FieldTypeRequiredDescription
modelstringYesCanonical embedding model identifier from the Models API.
inputstring|arrayYesSingle string, array of strings, or array of token arrays to embed. TokenFlux automatically counts tokens to populate usage statistics.
encoding_formatstringNo"float" (default) or "base64". Base64 responses are decoded to float arrays before returning to the client for consistency.
dimensionsintegerNoRequested dimensionality for providers that support adjustable vector sizes. Values outside the supported list are rejected by the upstream provider.
userstringNoEnd-user identifier for auditing and rate-limiting.

Input formats

  • Single string: Generates one embedding.
  • Array of strings: Generates one embedding per entry.
  • Array of token arrays: Forward raw token IDs. TokenFlux falls back to a character-count heuristic if the tokenizer is unavailable.

Response

TokenFlux returns an OpenAI-style embedding response with normalized float vectors and usage accounting.
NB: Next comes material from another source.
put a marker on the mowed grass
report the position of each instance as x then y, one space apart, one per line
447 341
Errors are serialized by the global error handler into { "success": false, "code": <status>, "message": "..." }.
{
  "object": "list",
  "data": [
    {
      "object": "embedding",
      "index": 0,
      "embedding": [
        0.0023064255,
        -0.009327292,
        0.018224157,
        0.00456132
      ]
    }
  ],
  "model": "openai/text-embedding-3-small",
  "usage": {
    "prompt_tokens": 8,
    "total_tokens": 8
  }
}

Usage object

TokenFlux records embedding usage even when the upstream provider omits token counts by estimating tokens locally. prompt_tokens and total_tokens always reflect the tokenized length of input so that your dashboards and quotas remain accurate.

Error handling

StatusWhen it occursBody
400 Bad RequestInvalid JSON payload, unsupported encoding_format, or provider validation error.{ "success": false, "code": 400, "message": "failed to bind request: ..." }
403 ForbiddenUser quota is exhausted.{ "success": false, "code": 403, "message": "user quota exceeded" }
500 Internal Server ErrorProvider returned an error or TokenFlux failed to save usage.{ "success": false, "code": 500, "message": "internal error, please try again later" }

Examples

cURL

curl https://tokenflux.ai/v1/embeddings \
  -H 'Content-Type: application/json' \
  -H 'Authorization: Bearer YOUR_TOKENFLUX_KEY' \
  -d '{
    "model": "openai/text-embedding-3-small",
    "input": "The quick brown fox jumps over the lazy dog"
  }'

Python

import requests

BASE_URL = "https://tokenflux.ai/v1"
API_KEY = "YOUR_TOKENFLUX_KEY"

payload = {
    "model": "openai/text-embedding-3-small",
    "input": [
        "The quick brown fox jumps over the lazy dog",
        "A similar sentence for comparison"
    ]
}

resp = requests.post(
    f"{BASE_URL}/embeddings",
    headers={
        "Authorization": f"Bearer {API_KEY}",
        "Content-Type": "application/json"
    },
    json=payload,
    timeout=30
)
resp.raise_for_status()
embeddings = resp.json()["data"]
print(f"Generated {len(embeddings)} embeddings")

JavaScript (OpenAI SDK)

import OpenAI from 'openai';

const client = new OpenAI({
  apiKey: process.env.TOKENFLUX_KEY,
  baseURL: 'https://tokenflux.ai/v1'
});

const result = await client.embeddings.create({
  model: 'qwen/text-embedding-v4',
  input: '向量检索有什么用途?',
  dimensions: 768
});

console.log(result.data[0].embedding.length); // -> 768

Operational notes

  • Base64 responses are decoded server-side so that every client receives consistent float arrays regardless of provider quirks.
  • TokenFlux saves usage immediately after the upstream response is received, ensuring accurate quotas and billing dashboards.
  • Use the Models API to determine which embedding models support adjustable dimensions and what token pricing applies.